Withdrawal Liability & Unpaid Contributions
Gciu-Employer Ret. Fund. v. MNG Enters., No. 21-55864, __ F. 4th __, 2022 WL 15579987 (9th Cir. Oct. 28, 2022) (Before Circuit Judges Smith, Jr. and Nelson, and District Judge Gershwin A. Drain). An ERISA multiemployer pension plan, the GCIU-Employer Retirement Fund, challenged an arbitrator’s award assessing withdrawal liability against the defendant employer, MNG Enterprises Inc. In the district court the arbitration decision was affirmed except for a typographical error in the assessed interest rate. The Fund appealed the decision, arguing that the district court erred in affirming the arbitrator’s choice of interest rate, and the arbitrator’s decision that MNG could not be assessed partial withdrawal liability following a complete withdrawal. MNG Enterprises took issue with a different aspect of the arbitrator’s and the district court’s decision: the inclusion of contribution histories of two smaller employers that it acquired a few years before the date of the withdrawal. The Ninth Circuit agreed with the lower court and the arbitrator that the interest rate used was appropriate because it took the plan’s assets and past performance into account and was therefore the “best estimate.” However, the Ninth Circuit did not choose to adopt the Fund’s requested interest rate published by the Pension Benefit Guaranty Corporation because it did not reflect the experience or expectations of the plan. Additionally, the court of appeals affirmed the district court’s conclusion that a partial withdrawal cannot occur after a complete withdrawal and “(s)pecifying two types of withdrawal would hardly make sense if a partial withdrawal always followed a complete one.” However, the circuit court vacated the inclusion of the contribution histories of the two small, acquired businesses.
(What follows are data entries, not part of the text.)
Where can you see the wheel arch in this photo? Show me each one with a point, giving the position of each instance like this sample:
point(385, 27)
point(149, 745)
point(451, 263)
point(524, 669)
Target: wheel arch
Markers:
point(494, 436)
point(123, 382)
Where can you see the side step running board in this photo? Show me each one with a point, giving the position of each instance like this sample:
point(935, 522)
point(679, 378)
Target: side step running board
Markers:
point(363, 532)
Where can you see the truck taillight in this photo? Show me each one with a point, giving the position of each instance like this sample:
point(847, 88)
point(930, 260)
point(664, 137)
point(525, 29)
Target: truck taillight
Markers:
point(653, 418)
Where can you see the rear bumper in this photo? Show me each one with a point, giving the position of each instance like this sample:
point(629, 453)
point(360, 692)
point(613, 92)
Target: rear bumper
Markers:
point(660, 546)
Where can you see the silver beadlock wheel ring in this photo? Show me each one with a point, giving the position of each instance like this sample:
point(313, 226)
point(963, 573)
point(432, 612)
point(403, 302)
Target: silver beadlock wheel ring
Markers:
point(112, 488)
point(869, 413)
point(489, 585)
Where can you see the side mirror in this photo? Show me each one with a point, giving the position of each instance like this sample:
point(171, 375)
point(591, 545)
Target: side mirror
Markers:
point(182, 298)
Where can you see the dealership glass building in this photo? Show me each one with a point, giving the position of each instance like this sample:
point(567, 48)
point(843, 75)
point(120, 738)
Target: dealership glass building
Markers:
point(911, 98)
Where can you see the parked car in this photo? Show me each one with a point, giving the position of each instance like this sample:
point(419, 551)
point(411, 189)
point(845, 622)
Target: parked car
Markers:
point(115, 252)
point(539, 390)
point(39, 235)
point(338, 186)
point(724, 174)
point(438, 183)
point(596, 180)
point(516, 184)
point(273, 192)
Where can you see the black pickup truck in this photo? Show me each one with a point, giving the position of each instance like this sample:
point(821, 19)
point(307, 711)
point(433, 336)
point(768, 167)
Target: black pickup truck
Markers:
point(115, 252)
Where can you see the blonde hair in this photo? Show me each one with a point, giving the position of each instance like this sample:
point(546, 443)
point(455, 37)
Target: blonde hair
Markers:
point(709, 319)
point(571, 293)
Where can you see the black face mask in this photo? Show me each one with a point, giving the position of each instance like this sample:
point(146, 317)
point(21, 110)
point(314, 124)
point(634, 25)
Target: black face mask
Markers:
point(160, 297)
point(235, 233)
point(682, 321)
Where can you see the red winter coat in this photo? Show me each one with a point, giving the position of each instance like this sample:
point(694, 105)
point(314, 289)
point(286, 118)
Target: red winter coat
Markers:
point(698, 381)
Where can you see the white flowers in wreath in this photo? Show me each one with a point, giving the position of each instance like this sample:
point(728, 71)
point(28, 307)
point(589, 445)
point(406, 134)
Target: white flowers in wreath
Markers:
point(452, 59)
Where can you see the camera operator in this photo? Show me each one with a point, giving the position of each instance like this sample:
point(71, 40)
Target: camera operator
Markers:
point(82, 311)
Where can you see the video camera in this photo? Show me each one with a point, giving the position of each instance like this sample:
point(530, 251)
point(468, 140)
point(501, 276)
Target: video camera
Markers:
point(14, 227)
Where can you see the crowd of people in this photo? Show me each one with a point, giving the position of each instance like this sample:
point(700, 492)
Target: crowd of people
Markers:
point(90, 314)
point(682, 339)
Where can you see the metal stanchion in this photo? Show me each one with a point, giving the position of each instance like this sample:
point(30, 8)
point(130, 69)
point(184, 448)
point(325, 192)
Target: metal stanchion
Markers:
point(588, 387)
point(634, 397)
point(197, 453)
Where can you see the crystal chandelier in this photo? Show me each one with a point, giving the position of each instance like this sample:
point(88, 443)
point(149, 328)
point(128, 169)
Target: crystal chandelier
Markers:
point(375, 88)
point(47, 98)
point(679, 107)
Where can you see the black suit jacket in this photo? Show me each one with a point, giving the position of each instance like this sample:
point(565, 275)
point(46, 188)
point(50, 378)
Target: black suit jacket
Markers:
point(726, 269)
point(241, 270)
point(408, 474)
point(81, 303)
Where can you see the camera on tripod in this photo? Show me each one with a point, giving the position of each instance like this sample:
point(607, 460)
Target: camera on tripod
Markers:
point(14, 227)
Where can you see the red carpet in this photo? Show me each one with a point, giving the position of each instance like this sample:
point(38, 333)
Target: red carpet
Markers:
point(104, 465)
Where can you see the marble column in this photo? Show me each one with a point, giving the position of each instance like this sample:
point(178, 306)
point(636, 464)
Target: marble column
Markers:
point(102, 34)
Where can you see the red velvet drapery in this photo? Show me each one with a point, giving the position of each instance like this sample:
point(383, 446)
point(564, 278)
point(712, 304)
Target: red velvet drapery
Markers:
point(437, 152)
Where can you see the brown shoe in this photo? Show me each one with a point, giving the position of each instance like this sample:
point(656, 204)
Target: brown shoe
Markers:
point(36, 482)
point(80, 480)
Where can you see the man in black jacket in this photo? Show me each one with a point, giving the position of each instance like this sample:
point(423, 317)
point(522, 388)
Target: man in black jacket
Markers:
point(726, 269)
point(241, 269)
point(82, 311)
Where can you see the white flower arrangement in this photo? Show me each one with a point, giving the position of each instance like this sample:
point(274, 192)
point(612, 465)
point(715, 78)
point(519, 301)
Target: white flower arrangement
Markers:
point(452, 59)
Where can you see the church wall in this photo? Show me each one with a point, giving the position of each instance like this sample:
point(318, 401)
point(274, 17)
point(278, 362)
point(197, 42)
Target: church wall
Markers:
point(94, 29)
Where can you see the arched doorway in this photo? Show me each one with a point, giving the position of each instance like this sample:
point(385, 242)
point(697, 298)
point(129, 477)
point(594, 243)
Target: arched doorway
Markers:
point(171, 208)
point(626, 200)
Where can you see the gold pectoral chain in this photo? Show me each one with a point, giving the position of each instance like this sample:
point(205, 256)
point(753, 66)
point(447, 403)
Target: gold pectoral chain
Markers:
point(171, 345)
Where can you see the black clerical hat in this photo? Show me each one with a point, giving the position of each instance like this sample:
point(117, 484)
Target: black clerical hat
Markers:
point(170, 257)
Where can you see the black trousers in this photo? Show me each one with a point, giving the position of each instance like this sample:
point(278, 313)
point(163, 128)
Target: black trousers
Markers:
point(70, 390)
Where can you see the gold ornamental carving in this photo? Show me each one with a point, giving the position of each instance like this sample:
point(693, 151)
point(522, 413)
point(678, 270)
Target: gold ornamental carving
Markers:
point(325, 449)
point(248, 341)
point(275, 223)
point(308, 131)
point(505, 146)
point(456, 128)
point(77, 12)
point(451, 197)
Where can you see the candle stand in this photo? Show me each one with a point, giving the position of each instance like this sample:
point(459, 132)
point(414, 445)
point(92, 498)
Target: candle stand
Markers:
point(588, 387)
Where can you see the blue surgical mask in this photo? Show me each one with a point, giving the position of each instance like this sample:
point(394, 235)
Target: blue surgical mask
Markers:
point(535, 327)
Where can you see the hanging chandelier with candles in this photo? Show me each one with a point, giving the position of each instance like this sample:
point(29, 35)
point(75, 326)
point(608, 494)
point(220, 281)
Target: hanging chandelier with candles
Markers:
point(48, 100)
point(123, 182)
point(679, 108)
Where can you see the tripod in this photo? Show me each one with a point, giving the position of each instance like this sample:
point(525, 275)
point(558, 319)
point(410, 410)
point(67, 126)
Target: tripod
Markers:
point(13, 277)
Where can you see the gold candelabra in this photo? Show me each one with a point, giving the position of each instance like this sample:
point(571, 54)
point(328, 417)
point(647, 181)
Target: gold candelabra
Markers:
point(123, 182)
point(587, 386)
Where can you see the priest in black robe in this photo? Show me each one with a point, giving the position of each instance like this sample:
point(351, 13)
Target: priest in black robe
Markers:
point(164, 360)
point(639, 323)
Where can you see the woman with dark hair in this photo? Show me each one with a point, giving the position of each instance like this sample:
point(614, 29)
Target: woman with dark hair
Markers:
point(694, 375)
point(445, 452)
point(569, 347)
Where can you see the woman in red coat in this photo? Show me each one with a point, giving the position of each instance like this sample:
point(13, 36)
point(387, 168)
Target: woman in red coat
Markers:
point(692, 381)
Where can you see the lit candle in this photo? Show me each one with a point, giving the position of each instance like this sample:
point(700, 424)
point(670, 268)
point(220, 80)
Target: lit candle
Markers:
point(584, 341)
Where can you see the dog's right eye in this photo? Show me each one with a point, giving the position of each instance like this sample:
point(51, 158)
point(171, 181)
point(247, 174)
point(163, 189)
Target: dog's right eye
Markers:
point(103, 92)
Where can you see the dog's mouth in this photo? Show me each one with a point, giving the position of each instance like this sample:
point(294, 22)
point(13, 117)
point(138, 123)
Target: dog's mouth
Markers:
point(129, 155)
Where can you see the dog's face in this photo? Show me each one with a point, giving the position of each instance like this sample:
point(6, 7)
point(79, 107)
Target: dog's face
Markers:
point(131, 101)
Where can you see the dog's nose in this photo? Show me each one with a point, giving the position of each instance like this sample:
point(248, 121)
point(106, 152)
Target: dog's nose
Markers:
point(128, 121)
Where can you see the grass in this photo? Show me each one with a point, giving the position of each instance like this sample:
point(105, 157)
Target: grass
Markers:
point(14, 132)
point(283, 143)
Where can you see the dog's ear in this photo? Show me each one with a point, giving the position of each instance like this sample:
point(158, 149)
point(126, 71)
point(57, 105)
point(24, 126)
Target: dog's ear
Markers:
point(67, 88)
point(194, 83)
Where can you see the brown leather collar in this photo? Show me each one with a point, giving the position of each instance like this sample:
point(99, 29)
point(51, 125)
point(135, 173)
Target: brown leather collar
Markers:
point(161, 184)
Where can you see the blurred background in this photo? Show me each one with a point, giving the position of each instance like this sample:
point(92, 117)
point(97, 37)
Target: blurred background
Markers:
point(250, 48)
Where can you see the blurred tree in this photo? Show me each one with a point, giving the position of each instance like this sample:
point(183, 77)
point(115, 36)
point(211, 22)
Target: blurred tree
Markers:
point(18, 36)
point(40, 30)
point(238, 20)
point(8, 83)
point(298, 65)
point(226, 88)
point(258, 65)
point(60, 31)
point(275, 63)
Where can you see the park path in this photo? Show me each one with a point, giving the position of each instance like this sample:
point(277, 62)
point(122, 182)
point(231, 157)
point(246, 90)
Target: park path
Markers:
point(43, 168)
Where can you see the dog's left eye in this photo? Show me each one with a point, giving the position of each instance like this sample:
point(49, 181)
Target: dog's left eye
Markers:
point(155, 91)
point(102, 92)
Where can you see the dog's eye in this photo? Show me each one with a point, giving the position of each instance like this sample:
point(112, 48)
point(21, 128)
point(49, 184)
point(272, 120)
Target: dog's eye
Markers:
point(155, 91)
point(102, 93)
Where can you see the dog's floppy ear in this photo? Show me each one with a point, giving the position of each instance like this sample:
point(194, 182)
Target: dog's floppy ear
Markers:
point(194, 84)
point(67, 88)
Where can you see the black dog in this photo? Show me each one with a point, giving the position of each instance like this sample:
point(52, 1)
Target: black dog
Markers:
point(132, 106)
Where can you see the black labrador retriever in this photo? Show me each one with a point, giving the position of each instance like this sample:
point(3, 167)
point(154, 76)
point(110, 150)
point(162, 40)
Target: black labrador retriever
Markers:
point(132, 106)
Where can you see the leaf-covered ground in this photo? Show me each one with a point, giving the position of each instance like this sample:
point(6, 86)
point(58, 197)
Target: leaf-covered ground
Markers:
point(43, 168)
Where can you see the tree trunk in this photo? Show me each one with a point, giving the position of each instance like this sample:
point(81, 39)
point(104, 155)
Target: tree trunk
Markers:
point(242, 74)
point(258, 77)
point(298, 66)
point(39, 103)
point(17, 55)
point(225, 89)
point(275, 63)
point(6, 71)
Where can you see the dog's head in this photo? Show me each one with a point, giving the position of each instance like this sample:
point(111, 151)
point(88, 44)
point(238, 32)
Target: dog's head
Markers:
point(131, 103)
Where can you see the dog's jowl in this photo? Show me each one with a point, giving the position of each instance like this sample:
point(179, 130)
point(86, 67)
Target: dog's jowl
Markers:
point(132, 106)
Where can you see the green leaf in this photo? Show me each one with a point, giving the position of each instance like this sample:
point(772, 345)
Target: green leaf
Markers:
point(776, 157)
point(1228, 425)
The Ninth Circuit felt the district court did not properly address MNG’s potential successor liability for the two businesses it acquired more than a decade earlier. Thus, the appeals court vacated this aspect of the order and remanded to the district court to determine whether MNG had successor liability and if the arbitrator was correct in applying the businesses’ contribution histories at the time of the asset sales.